In Turner’s genealogy, liberal Protestantism becomes the basis of the earliest American academic inquiries to world religions. It should be noted that these early scholars employing disinterest or engaging other religions respectfully still held views of Christian superiority. Even as world religions emerged as an academic study, the “anxieties and hopes of a liberalizing Protestantism” remained firmly entrenched (55). This characterization of the American study of religion is a tantalizing glimpse of the religious impulses latent in the study of religion. What might this argument suggest about the development of the study more largely in the U.S.? How might this claim relate to current discussions of the study of American religions in particular?

The strongest part of Religion Enters the Academy is the brief history of the professionalization of religious studies as a discipline in the late nineteenth century at Harvard, Princeton, Boston University, and the University of Chicago. Turner ably documents how the study of comparative religion was “closely tied to academic world of Christian theology and biblical studies” (63). The American Academy of Religion, the author reminds us, was founded in 1964 emerging out of the National Association of Biblical Instructors (63). The earliest moments of this budding discipline focused on ideas and scriptures, which meant that religions with texts mattered more. Non-textual or “primitive” religions only became significant in their relationships with scriptural traditions. The early distinctions between words and practice, history and anthropology, still resonate in the academic study of religion today, refracted through an endless variety of subfields and methods for study. That legacy, however, is not Turner’s concern. His work ends with a meditation of William James’s The Varieties of Religious Experience (1902) as groundbreaking because of the focus on individual (interior) religious experience, which is becoming a much more strident conversation in the twenty-first century than it was in the early twentieth.

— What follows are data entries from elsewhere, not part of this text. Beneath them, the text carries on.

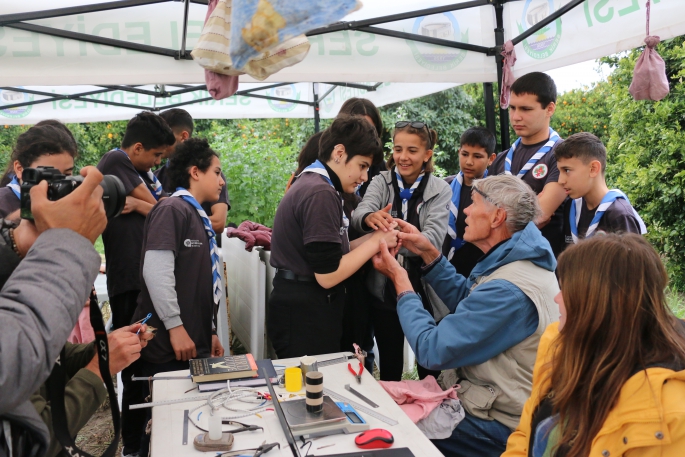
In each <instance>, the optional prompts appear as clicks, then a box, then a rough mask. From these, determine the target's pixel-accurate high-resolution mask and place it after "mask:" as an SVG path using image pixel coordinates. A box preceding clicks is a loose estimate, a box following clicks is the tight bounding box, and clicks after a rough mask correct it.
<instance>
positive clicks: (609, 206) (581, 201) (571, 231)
mask: <svg viewBox="0 0 685 457" xmlns="http://www.w3.org/2000/svg"><path fill="white" fill-rule="evenodd" d="M618 198H623V199H625V201H626V202H628V204H629V205H630V200H628V197H627V196H626V194H624V193H623V192H621V191H620V190H618V189H611V190H610V191H609V192H607V193H606V195H605V196H604V198H602V201H601V202H600V204H599V206H598V207H597V211H595V216H594V217H593V218H592V222H590V226H589V227H588V228H587V232H585V238H590V237H591V236H592V235H593V234H594V233H595V230H597V226H598V225H599V221H600V220H601V219H602V216H604V213H605V212H606V210H607V209H609V207H610V206H611V205H612V204H613V203H614V202H615V201H616V199H618ZM582 204H583V199H582V198H576V199H575V200H573V204H572V205H571V213H570V214H569V223H570V225H571V236H572V237H573V244H576V243H578V221H580V212H581V211H582V206H581V205H582ZM630 208H631V209H632V210H633V216H635V218H636V219H637V222H638V224H639V225H640V233H641V234H642V235H644V234H645V233H647V226H646V225H645V223H644V221H643V220H642V218H641V217H640V215H639V214H637V211H635V208H633V207H632V205H631V207H630Z"/></svg>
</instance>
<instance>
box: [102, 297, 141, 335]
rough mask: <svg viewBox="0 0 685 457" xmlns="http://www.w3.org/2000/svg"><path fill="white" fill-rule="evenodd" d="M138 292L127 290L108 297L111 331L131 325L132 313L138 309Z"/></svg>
mask: <svg viewBox="0 0 685 457" xmlns="http://www.w3.org/2000/svg"><path fill="white" fill-rule="evenodd" d="M139 293H140V291H139V290H129V291H126V292H123V293H121V294H117V295H114V296H112V297H109V309H110V310H111V311H112V330H116V329H118V328H121V327H126V326H127V325H130V324H131V319H133V313H135V312H136V308H137V307H138V294H139Z"/></svg>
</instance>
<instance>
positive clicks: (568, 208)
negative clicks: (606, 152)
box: [554, 132, 647, 246]
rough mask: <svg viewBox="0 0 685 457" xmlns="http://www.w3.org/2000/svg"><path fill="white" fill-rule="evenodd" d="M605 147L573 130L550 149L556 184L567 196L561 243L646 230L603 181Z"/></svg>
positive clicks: (572, 243)
mask: <svg viewBox="0 0 685 457" xmlns="http://www.w3.org/2000/svg"><path fill="white" fill-rule="evenodd" d="M606 154H607V153H606V149H605V148H604V145H603V144H602V142H601V141H600V140H599V138H597V137H596V136H594V135H593V134H591V133H587V132H582V133H576V134H575V135H571V136H570V137H568V138H567V139H566V140H565V141H564V142H563V143H562V144H560V145H559V147H557V148H556V150H555V151H554V155H555V157H556V159H557V164H558V167H559V184H560V185H561V186H563V188H564V191H565V192H566V193H567V194H568V196H569V197H570V199H569V200H568V201H567V202H566V204H565V205H564V216H565V218H564V219H565V222H564V240H565V243H564V244H565V246H569V245H571V244H575V243H577V242H578V240H580V239H582V238H589V237H591V236H592V235H594V234H595V233H597V232H600V231H604V232H632V233H638V234H645V233H647V228H646V227H645V224H644V222H643V221H642V219H641V218H640V216H639V215H638V214H637V212H636V211H635V209H633V207H632V206H631V205H630V201H629V200H628V197H626V195H625V194H624V193H623V192H621V191H620V190H618V189H612V190H609V188H608V187H607V185H606V181H605V180H604V170H605V169H606Z"/></svg>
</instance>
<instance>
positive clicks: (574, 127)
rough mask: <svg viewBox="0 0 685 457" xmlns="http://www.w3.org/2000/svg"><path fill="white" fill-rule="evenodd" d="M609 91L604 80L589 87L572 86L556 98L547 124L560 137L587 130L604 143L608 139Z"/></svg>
mask: <svg viewBox="0 0 685 457" xmlns="http://www.w3.org/2000/svg"><path fill="white" fill-rule="evenodd" d="M611 93H612V85H611V83H610V82H608V81H600V82H598V83H595V84H594V85H593V86H592V87H586V88H584V89H574V90H572V91H569V92H566V93H564V94H562V95H561V96H559V97H558V99H557V109H556V112H555V113H554V116H552V122H551V126H552V128H553V129H554V130H556V131H557V132H558V133H559V135H561V137H562V138H566V137H568V136H570V135H573V134H574V133H578V132H590V133H593V134H594V135H596V136H597V137H598V138H599V139H601V140H602V141H603V142H604V143H605V144H606V143H607V142H608V141H609V120H610V117H611V109H610V105H609V103H608V102H607V100H608V98H609V97H610V96H611Z"/></svg>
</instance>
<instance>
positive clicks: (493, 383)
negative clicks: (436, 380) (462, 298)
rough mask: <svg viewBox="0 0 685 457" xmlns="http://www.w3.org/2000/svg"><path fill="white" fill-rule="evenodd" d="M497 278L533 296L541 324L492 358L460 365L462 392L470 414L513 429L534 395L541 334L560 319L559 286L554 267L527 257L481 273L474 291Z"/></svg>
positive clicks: (462, 396) (463, 397) (460, 380)
mask: <svg viewBox="0 0 685 457" xmlns="http://www.w3.org/2000/svg"><path fill="white" fill-rule="evenodd" d="M495 279H503V280H505V281H508V282H510V283H512V284H514V285H515V286H516V287H518V288H519V289H521V291H522V292H523V293H524V294H526V296H527V297H528V298H530V299H531V300H532V301H533V303H534V304H535V308H536V309H537V312H538V317H539V322H538V327H537V329H536V330H535V333H533V334H532V335H531V336H529V337H528V338H526V339H525V340H523V341H522V342H520V343H519V344H517V345H516V346H514V347H511V348H509V349H507V350H506V351H504V352H503V353H501V354H499V355H496V356H495V357H493V358H491V359H490V360H488V361H486V362H484V363H481V364H480V365H472V366H467V367H461V368H459V369H457V372H456V374H457V377H458V378H459V384H460V385H461V388H460V389H459V390H458V393H459V398H460V399H461V401H462V404H463V405H464V407H465V408H466V410H467V411H468V412H469V413H470V414H471V415H473V416H475V417H478V418H481V419H487V420H493V419H494V420H496V421H498V422H501V423H502V424H504V425H506V426H507V427H509V428H510V429H512V430H514V429H515V428H516V426H517V425H518V423H519V419H520V418H521V412H522V411H523V404H524V403H525V402H526V400H527V399H528V397H529V396H530V392H531V388H532V385H533V366H534V365H535V357H536V355H537V349H538V343H539V342H540V336H542V333H543V332H544V331H545V329H546V328H547V326H548V325H550V324H551V323H553V322H556V321H558V320H559V307H558V305H557V304H556V303H555V302H554V296H555V295H556V294H557V293H558V292H559V286H558V283H557V278H556V276H555V274H554V272H552V271H548V270H545V269H544V268H541V267H538V266H536V265H534V264H533V263H532V262H530V261H528V260H519V261H517V262H512V263H510V264H507V265H505V266H503V267H501V268H498V269H497V270H495V271H494V272H493V273H492V274H491V275H490V276H481V277H479V278H478V279H477V280H476V282H475V284H474V285H473V287H472V288H471V292H473V290H474V289H475V288H476V287H478V286H480V285H481V284H485V283H486V282H488V281H492V280H495Z"/></svg>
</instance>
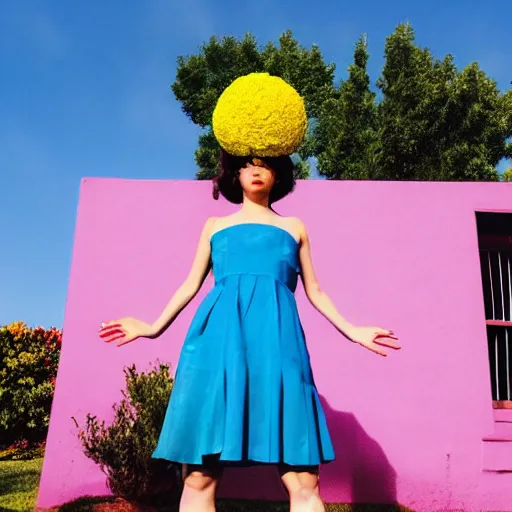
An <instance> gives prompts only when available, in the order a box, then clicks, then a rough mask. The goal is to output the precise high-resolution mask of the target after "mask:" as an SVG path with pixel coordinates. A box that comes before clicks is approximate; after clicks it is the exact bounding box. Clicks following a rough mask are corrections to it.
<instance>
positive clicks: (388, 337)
mask: <svg viewBox="0 0 512 512" xmlns="http://www.w3.org/2000/svg"><path fill="white" fill-rule="evenodd" d="M396 340H398V338H397V337H396V336H376V337H375V339H374V340H373V342H374V343H376V344H378V345H382V346H384V347H389V348H394V349H399V348H401V347H400V345H399V344H398V343H397V342H396Z"/></svg>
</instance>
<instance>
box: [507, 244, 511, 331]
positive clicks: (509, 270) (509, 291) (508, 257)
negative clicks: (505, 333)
mask: <svg viewBox="0 0 512 512" xmlns="http://www.w3.org/2000/svg"><path fill="white" fill-rule="evenodd" d="M507 260H508V305H509V308H510V310H509V313H508V319H509V321H510V322H512V277H511V276H510V253H509V254H508V255H507Z"/></svg>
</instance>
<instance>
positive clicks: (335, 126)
mask: <svg viewBox="0 0 512 512" xmlns="http://www.w3.org/2000/svg"><path fill="white" fill-rule="evenodd" d="M367 64H368V43H367V40H366V37H365V36H363V37H361V38H360V39H359V41H358V42H357V43H356V45H355V51H354V62H353V64H352V65H351V66H350V67H349V68H348V72H349V76H348V79H347V80H346V81H344V82H342V83H341V85H340V86H339V88H338V90H337V91H336V95H335V96H333V97H332V98H327V99H326V100H325V101H324V103H323V105H322V108H321V113H320V115H319V118H318V123H317V125H316V131H315V134H316V137H315V138H314V140H313V144H314V145H312V146H310V147H309V148H308V149H309V155H308V156H316V157H317V158H318V171H319V173H320V174H321V175H323V176H326V177H327V178H328V179H372V178H375V177H376V175H377V172H378V167H377V166H376V158H377V154H378V149H379V146H380V144H379V138H378V119H377V106H376V102H375V93H374V92H372V91H371V90H370V77H369V76H368V72H367Z"/></svg>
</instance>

Overall, Turner’s volume is an intriguing study of the origins of religious studies in America and its relationship to liberal Protestantism that might be of use to any religious studies scholar. His reflection proves suggestive of current conversations about what “religious studies” is—or if the discipline should exist at all. However, Turner’s renderings of interest, disinterest, and engagement left this reader more frustrated than enlightened as the singular focus on “academic” approaches ignored the ways in which “religion” as a category was worked out in encounters in everyday life. Americans were seldom disinterested as they engaged each other and labeled what could count as “religion.”